1.3 understand and apply concepts and procedures from geometric sense.

2.1 investigate situations.

2.3 construct solutions.

3.1 analyze information.

3.3 draw conclusions and verify results.

4.1 gather information.

4.2 organize and interpret information.

 

·       Materials:

Rulers (1 per student)

Protractors (1 per student)

Compasses (1 per student)

Scissors (1 per 2 students)

Scratch paper (at least 2 per student)

 

·       Teacher Notes

o     Prerequisites for the learner:

Definition of Midpoint

 

o     Teacher hints for the activity:

This activity will work on any schedule.  It takes about 45 minutes for the triangle part, and the rest can be done on a second day or as a continuation.  Have students work in groups of four with each person keeping a list of findings.

o     Introductory questions:

What is a midpoint?

What happens to a triangle that has its midpoints connected in a circular fashion?

 

o     Wrap-up questions:

What did you discover about the triangle with its midpoints?

Would the same things happen if we used an acute triangle?  (Obtuse?)

What did you discover about the square? 

Were there any findings that held for both the square and triangle?

What would happen if we used a pentagon or some other polygon?

 

o     Solutions:

Introductory questions:  A point exactly halfway between two given points.

                        The answers here will depend on the level of student and prior

knowledge.  Accept all answers and then ask the students to verify

them during the investigation.

Wrap-up questions:            1) Answers will very, but here are some examples:

                        Forms 4 smaller congruent triangles: 1 is upside down

                        Area of each is ¼ the original triangle

                        They are all similar to the original triangle

                        Forms 3 parallelograms (overlapping)

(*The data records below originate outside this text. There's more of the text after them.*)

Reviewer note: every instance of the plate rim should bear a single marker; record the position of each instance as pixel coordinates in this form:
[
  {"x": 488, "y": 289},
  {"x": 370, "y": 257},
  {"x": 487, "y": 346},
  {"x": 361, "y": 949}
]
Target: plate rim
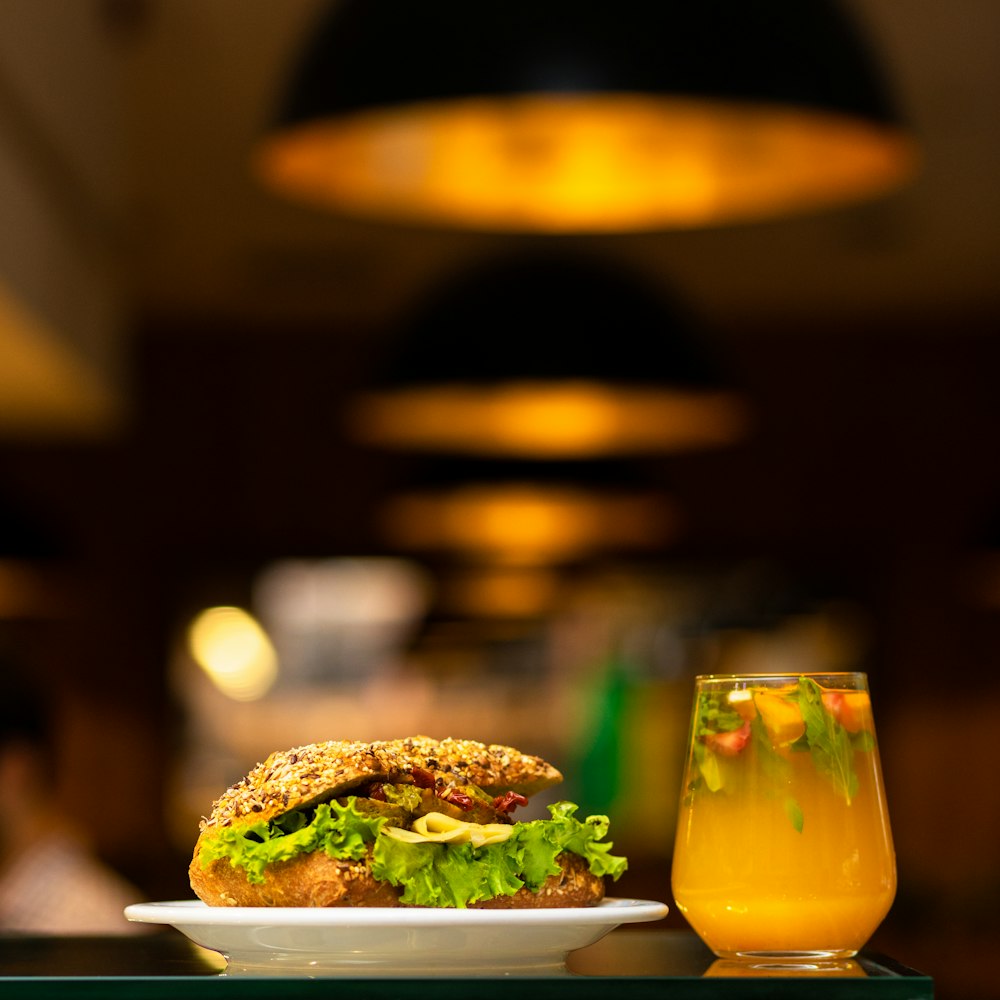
[{"x": 190, "y": 912}]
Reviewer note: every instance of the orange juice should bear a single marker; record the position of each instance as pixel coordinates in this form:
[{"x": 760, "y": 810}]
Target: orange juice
[{"x": 783, "y": 843}]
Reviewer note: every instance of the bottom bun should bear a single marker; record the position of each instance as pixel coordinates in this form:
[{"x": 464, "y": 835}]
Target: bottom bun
[{"x": 319, "y": 880}]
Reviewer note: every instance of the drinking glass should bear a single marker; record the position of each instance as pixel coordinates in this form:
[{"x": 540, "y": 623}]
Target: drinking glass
[{"x": 783, "y": 847}]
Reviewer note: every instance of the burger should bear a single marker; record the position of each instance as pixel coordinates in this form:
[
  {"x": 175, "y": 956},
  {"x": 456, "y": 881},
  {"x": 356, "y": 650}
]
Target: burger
[{"x": 407, "y": 822}]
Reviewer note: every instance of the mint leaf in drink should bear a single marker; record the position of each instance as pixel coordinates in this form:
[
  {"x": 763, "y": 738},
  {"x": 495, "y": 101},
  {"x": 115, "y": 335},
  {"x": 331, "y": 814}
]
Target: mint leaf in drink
[{"x": 829, "y": 743}]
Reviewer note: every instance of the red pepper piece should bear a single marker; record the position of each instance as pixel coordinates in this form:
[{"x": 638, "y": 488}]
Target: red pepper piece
[
  {"x": 422, "y": 778},
  {"x": 509, "y": 801},
  {"x": 459, "y": 799}
]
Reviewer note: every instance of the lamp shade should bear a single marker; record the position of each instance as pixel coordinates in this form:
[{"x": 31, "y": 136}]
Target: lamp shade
[
  {"x": 549, "y": 356},
  {"x": 578, "y": 115}
]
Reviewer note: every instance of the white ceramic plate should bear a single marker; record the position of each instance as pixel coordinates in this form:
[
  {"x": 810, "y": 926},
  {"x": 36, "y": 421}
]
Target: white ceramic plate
[{"x": 394, "y": 942}]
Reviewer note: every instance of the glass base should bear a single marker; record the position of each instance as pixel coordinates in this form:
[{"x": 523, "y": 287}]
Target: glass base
[{"x": 813, "y": 960}]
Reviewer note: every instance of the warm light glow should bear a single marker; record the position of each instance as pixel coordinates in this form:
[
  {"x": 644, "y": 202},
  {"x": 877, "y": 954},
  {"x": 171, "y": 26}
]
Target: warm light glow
[
  {"x": 46, "y": 385},
  {"x": 565, "y": 163},
  {"x": 549, "y": 419},
  {"x": 234, "y": 651},
  {"x": 526, "y": 524}
]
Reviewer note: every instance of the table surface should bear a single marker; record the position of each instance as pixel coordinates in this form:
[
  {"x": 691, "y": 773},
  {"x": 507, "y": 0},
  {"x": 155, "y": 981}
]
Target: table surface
[{"x": 634, "y": 963}]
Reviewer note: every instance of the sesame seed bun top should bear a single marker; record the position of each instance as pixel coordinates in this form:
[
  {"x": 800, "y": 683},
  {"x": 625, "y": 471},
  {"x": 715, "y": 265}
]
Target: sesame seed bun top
[{"x": 293, "y": 779}]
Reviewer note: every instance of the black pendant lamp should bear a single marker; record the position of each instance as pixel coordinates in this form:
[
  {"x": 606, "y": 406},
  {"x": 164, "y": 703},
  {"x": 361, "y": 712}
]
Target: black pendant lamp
[
  {"x": 549, "y": 355},
  {"x": 578, "y": 116}
]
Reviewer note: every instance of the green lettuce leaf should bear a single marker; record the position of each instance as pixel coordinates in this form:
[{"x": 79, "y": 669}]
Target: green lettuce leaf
[
  {"x": 339, "y": 830},
  {"x": 454, "y": 875}
]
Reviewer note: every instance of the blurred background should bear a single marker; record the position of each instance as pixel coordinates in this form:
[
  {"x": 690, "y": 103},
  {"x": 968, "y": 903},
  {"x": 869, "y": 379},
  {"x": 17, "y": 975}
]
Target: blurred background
[{"x": 199, "y": 380}]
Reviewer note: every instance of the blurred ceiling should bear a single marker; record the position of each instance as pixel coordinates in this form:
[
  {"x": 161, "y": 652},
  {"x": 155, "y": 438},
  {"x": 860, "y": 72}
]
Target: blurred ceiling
[{"x": 125, "y": 127}]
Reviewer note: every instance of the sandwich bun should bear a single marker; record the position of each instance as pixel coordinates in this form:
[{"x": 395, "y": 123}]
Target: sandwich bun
[{"x": 431, "y": 772}]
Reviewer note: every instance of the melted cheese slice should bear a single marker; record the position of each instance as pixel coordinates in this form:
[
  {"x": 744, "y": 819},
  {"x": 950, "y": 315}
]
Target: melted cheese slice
[{"x": 436, "y": 828}]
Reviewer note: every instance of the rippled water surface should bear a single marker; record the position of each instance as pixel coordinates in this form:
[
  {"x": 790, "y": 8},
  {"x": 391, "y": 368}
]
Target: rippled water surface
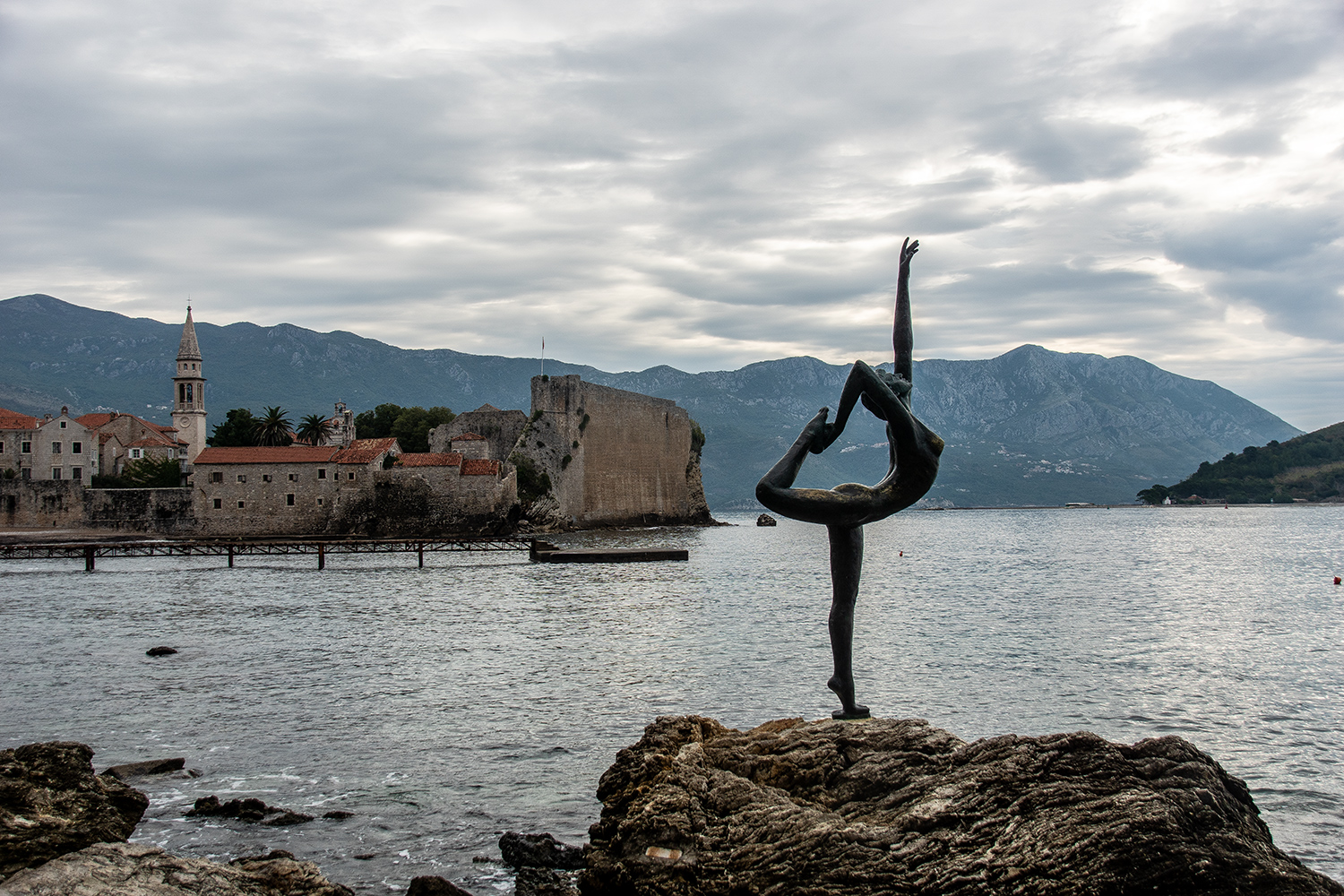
[{"x": 484, "y": 694}]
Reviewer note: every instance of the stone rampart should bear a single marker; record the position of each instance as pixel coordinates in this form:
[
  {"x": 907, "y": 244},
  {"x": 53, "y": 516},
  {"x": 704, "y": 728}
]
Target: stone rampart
[
  {"x": 615, "y": 457},
  {"x": 500, "y": 429}
]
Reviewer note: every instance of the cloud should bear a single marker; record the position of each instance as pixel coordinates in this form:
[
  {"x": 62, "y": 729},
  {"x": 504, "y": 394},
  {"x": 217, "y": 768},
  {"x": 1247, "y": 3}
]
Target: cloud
[{"x": 694, "y": 185}]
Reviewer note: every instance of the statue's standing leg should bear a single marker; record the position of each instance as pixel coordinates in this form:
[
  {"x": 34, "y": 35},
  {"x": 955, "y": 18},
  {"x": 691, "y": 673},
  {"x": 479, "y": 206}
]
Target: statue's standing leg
[{"x": 846, "y": 565}]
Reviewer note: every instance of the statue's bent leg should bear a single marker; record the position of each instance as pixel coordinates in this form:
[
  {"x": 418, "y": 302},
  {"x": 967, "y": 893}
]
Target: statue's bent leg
[{"x": 846, "y": 565}]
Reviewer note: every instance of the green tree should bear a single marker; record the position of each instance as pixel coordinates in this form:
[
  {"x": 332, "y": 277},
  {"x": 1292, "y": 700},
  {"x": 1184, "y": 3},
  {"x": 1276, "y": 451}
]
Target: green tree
[
  {"x": 314, "y": 429},
  {"x": 409, "y": 425},
  {"x": 238, "y": 430},
  {"x": 152, "y": 473},
  {"x": 1155, "y": 495},
  {"x": 273, "y": 427}
]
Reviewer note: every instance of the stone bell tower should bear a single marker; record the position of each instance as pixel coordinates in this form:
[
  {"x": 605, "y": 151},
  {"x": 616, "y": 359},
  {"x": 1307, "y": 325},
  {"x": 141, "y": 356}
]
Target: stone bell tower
[{"x": 188, "y": 406}]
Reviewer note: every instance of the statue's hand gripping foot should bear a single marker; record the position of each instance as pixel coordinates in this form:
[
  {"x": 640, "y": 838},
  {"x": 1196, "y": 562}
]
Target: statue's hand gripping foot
[{"x": 844, "y": 689}]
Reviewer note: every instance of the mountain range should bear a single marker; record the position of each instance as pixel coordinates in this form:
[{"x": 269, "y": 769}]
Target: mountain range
[{"x": 1031, "y": 426}]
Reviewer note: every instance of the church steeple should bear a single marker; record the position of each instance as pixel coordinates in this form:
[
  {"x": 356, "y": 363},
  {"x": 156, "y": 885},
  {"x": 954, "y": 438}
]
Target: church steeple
[
  {"x": 188, "y": 406},
  {"x": 188, "y": 349}
]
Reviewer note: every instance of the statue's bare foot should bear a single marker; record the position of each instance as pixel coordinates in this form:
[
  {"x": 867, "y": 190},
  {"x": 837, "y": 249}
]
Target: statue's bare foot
[{"x": 844, "y": 689}]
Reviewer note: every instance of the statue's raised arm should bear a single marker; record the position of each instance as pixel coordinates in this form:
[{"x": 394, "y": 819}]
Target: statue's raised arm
[{"x": 914, "y": 450}]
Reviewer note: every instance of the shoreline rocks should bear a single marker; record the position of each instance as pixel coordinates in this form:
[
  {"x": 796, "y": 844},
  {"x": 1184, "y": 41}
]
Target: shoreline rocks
[
  {"x": 51, "y": 802},
  {"x": 136, "y": 869},
  {"x": 897, "y": 806}
]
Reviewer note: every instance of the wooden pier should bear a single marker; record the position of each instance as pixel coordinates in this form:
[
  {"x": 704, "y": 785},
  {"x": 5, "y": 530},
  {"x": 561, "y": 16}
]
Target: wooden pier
[{"x": 231, "y": 548}]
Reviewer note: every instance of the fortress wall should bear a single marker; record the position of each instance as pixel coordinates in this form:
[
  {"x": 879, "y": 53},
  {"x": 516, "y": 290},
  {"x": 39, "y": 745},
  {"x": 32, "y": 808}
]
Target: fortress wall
[
  {"x": 42, "y": 503},
  {"x": 632, "y": 455},
  {"x": 499, "y": 427}
]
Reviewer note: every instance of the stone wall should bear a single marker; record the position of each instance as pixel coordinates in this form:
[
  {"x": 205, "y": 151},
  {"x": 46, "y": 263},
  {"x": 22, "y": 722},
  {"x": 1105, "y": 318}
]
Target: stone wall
[
  {"x": 499, "y": 427},
  {"x": 42, "y": 504},
  {"x": 615, "y": 457},
  {"x": 64, "y": 504},
  {"x": 160, "y": 511},
  {"x": 430, "y": 500}
]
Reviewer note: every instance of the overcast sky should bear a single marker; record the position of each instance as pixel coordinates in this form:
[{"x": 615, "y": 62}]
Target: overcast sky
[{"x": 698, "y": 185}]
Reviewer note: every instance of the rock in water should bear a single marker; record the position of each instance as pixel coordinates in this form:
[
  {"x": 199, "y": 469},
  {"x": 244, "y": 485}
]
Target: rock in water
[
  {"x": 435, "y": 885},
  {"x": 53, "y": 804},
  {"x": 145, "y": 769},
  {"x": 538, "y": 850},
  {"x": 895, "y": 806},
  {"x": 136, "y": 869}
]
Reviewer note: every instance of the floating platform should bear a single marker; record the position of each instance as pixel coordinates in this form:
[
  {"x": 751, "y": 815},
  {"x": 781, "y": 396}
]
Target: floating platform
[{"x": 545, "y": 552}]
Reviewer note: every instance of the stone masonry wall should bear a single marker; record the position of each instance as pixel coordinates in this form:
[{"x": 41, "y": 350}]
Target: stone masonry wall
[{"x": 613, "y": 457}]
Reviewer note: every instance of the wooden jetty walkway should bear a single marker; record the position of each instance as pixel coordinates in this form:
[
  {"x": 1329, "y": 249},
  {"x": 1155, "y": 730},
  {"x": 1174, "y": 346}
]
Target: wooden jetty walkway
[{"x": 231, "y": 548}]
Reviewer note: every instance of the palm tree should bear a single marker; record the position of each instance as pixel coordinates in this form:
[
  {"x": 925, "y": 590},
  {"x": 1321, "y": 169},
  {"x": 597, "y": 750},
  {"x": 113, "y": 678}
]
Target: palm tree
[
  {"x": 273, "y": 427},
  {"x": 314, "y": 429}
]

                        Area of each is 1/2 the original triangle

Forms 3 trapezoids (overlapping)

Area of each is ¾ the original triangle

Can fold to a regular tetrahedron

2)      Not all are the same

3)      Answers will very

4)      Both create one more shape then number of sides

5)      Number of shapes created would be one more than the side number.

 

o     Assessment suggestions:

Verify that students participated and understand the concepts by collecting their “findings” papers.  Ask students to repeat this investigation using sketchpad to make it dynamic.

 

·       The Activity:

Have the students divide into groups of four, take out paper and pencil for recording their findings, and place the materials in the middle of each group’s table.  Students should all begin by constructing/drawing an equilateral triangle that has side length of 15 cm.  Next, have the students locate the midpoints on all three sides.  To make it easier for whole class discussions, have the students label the midpoint between vertices A and B as D, between B and C as E, and the last one F.  Connect the midpoints to create a polygon.

With this as a starting point, ask the students to discover as many findings as they can.  This could include relationships, shapes, locations, etc.  Try to not correct “findings,” instead, ask leading questions so that the groups will continue to look for more.

When the groups have slowed down, have the class come together to make a “master” findings list on the board.  If a group questions a finding made by a different group, spend some time letting the students discuss the validity of the finding in question.  If the discussion does not come to a conclusion, place the finding and a question mark on the board and allow the students to investigate it further at a later time.

When the list is completed, ask the students to identify which statements will hold true for all triangles.  Allow time for the students to repeat the process using triangles of their own choosing.    When a student discovers an example that goes against a finding, have him/her share it with the class and then mark the finding off the board.

When this process is completed, have the students repeat the investigation with a square.

 

·       Extensions:

Ask the students to repeat this investigation with sketchpad.  After they set up their shapes, ask the students to check their findings on convex as well as concave polygons.